E’ stata l’Europa a svegliarci dal torpore e dall’inettitudine, raccomandandoci, con la Direttiva Bolkestein del 2006, il regime concorrenziale come “criterio attraverso cui erogare servizi e svolgere le attività commerciali e intellettuali, nell’ottica di una competizione trasparente e transnazionale e ritenendo il servizio erogato dalle imprese balneari un servizio del settore turismo e in quanto tale, assoggettabile a gara, con conseguente applicazione delle norme che sovrintendono le procedure ad evidenza pubblica”. Una bomba messa sotto le sdraie dei padroni delle spiagge.  Aggirata però dalla immediata disposizione, inserita nella riforma del Codice di Navigazione, che prorogava al 2020 il rinnovo delle concessioni.  Sbeffeggiata la direttiva, schivata la parte più insidiosa del diritto “esclusivo”, a vita, delle concessioni…ma non evitata una procedura d’infrazione con deferimento alla Corte di Giustizia europea che, nel 2016, ha dichiarato incompatibile la proroga delle concessioni balneari al 2020 e imposto all’Italia una legge che ristabiliva una certa congruenza con la direttiva. Certa? Non proprio. Perché l’attuale ddl presentato dal precedente governo, stabilisce sì, la procedura dell’assegnazione delle concessioni con gara pubblica, ma ancora una volta, non ne fissa termini, né durata, rinviando a futuri decreti delegati e lasciando ampio margine alle autonomie locali circa la durata delle concessioni.

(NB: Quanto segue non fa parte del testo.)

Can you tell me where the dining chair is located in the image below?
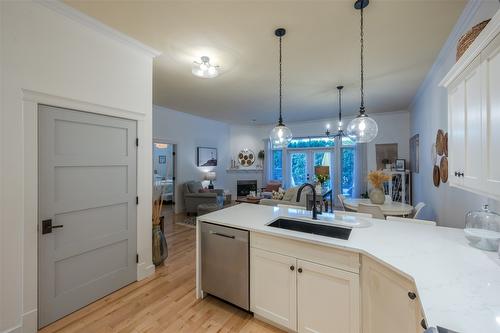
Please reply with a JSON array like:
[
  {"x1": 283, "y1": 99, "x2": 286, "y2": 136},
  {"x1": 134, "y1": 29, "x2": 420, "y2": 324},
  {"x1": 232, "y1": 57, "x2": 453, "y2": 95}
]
[
  {"x1": 358, "y1": 203, "x2": 385, "y2": 220},
  {"x1": 412, "y1": 202, "x2": 425, "y2": 219},
  {"x1": 337, "y1": 194, "x2": 346, "y2": 211},
  {"x1": 333, "y1": 210, "x2": 373, "y2": 218},
  {"x1": 387, "y1": 216, "x2": 436, "y2": 227}
]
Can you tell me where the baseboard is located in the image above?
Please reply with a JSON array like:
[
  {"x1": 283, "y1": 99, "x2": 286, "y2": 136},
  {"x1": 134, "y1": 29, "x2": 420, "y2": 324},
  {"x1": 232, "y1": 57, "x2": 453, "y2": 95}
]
[
  {"x1": 137, "y1": 262, "x2": 155, "y2": 281},
  {"x1": 23, "y1": 309, "x2": 38, "y2": 333},
  {"x1": 1, "y1": 325, "x2": 22, "y2": 333}
]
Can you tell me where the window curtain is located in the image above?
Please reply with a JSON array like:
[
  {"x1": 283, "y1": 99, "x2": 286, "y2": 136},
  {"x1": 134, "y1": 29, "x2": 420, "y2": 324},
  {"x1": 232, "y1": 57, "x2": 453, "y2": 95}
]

Un vespaio a cui si aggiunge la denuncia di 20 sindaci costieri che si riuniscono in questi primi giorni di settembre a Bibione di San Michele al Tagliamento per salvare la sabbia delle spiagge dall’erosione continua e drammatica e “dare una scossa al sistema” visto che i ripascimenti pesano sui bilanci delle Regioni per centinaia di migliaia di euro. Un grido d’aiuto per fermare la perdita di sabbia che per questi 20 comuni costieri “è oro puro e vale sessanta milioni di presenze turistiche l’anno”.